Ray Brady, who covered business, economics and Wall Street for CBS television and radio for nearly three decades, has died. He was 94.
Brady died in his sleep Tuesday in his Manhattan apartment after a long illness, the network announced.
Brady appeared regularly on the CBS Evening News, where he delivered popular “Money Crunch” segments that helped cash-strapped Americans get more for their money in the 1990s.
For his work on the CBS Evening News With Dan Rather, he won an Emmy in 1982 for a series of reports about unemployed Americans dealing with the recession and was honored by American University in 1998 for a two-part series, “Secrets of the IRS.”
Upon his retirement in 2000, then-CBS News president Andrew Heyward said: “Ray’s deep knowledge of his field, his powerful sense of integrity, his genuine interest in the people he met along the way and his unflagging passion for the next story make him a great reporter. He was a pioneer who brought Wall Street home to Main Street with grace, humor and wisdom. The men and women who cover the markets today stand on his shoulders.”

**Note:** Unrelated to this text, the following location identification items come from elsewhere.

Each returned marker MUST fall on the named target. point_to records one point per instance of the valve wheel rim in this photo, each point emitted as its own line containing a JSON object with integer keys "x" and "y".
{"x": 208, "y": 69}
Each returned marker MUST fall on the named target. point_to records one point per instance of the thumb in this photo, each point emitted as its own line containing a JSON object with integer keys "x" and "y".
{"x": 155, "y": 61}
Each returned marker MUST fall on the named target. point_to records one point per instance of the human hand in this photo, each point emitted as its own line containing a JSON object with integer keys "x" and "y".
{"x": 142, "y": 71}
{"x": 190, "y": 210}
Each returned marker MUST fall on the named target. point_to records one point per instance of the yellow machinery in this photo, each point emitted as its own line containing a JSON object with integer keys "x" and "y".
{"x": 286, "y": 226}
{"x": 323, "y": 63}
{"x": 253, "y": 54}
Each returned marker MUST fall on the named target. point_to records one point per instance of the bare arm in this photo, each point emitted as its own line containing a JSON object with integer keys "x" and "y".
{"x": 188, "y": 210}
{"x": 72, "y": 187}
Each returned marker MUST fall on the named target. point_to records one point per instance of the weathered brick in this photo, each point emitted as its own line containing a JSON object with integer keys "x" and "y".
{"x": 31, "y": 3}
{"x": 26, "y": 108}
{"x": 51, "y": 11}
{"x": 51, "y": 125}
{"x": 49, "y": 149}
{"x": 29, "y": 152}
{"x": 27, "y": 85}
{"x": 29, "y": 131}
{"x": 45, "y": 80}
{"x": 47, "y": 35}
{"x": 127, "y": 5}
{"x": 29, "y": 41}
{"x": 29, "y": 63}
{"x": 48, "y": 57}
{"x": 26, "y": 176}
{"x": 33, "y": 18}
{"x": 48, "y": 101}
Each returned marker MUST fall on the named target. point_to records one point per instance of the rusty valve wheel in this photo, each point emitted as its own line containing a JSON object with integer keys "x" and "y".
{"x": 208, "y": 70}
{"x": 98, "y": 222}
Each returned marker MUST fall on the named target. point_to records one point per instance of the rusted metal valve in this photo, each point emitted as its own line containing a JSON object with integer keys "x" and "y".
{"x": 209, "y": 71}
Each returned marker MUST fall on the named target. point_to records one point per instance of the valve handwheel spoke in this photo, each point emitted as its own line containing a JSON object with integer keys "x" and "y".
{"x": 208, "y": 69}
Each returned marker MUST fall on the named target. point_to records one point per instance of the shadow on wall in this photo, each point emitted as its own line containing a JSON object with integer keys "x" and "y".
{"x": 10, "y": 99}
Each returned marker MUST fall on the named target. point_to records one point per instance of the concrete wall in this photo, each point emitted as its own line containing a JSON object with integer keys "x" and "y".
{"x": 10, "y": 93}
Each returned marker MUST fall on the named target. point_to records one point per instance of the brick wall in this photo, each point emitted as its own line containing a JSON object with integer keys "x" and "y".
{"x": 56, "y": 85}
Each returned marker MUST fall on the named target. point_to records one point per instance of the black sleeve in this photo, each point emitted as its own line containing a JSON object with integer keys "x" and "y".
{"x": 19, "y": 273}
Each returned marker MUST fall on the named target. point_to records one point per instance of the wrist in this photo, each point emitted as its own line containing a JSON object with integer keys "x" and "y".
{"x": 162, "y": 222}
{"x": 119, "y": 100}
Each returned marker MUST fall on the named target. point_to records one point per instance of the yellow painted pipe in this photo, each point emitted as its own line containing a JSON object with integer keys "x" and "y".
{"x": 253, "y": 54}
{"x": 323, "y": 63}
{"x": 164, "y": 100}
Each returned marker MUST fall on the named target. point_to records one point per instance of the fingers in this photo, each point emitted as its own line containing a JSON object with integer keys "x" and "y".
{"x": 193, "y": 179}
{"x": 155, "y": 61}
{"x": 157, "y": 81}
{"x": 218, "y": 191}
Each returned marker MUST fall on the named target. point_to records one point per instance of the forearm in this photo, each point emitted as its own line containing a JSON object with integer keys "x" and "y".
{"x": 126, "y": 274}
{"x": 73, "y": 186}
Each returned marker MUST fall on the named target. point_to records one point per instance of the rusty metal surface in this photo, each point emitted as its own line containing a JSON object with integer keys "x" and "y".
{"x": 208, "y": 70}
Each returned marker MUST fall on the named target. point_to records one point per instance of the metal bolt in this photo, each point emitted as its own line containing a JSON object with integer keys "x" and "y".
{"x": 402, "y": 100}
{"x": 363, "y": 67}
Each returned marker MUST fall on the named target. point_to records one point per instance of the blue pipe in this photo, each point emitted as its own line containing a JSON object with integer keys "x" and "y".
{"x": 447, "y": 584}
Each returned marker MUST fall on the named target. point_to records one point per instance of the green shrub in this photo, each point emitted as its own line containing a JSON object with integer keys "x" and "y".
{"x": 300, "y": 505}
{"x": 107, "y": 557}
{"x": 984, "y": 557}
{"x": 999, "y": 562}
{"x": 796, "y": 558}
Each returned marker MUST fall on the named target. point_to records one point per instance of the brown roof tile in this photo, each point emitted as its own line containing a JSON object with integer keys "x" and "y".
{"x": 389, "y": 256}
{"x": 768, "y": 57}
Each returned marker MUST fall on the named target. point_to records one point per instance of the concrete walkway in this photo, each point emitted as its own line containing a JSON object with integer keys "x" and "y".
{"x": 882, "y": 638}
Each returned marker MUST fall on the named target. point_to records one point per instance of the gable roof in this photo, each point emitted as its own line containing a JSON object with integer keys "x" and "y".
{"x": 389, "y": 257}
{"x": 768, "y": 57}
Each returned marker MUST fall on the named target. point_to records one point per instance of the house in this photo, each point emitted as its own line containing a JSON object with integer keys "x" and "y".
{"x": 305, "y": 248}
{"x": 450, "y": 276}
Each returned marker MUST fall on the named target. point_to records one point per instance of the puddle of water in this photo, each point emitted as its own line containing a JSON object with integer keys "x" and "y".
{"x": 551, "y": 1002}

Born in Philadelphia on April 3, 1926, Brady served in the U.S. Navy during World War II and earned his bachelor’s degree in history from Fordham University in 1948.
He began his career as a police reporter for the Long Branch Daily Record in New Jersey, then worked for Forbes and Barron’s magazines before serving as the editor of Dun’s Review, a publication of Dun and Bradstreet, starting in 1961.
In 1972, Brady joined CBS in New York at Newsradio 880 while still at Dun’s Review. He moved to WCBS-TV as business editor in 1976 and was hired as a correspondent for the CBS Morning News a year later.
Brady also contributed to CBS Sunday Morning, reported for the financial news website MarketWatch and stepped in as interim host of PBS’ Wall Street Week in the summer of 2000.
Brady was an avid equestrian who participated in foxhunts in New Jersey and Ireland and wrote about his experiences in The New York Times and elsewhere.
Survivors include his stepchildren David and Nicki, three granddaughters and two great-granddaughters. Donations in his memory can be made to St. Benedict’s Preparatory School, 520 Dr. Martin Luther King Jr. Blvd., Newark, NJ 07102.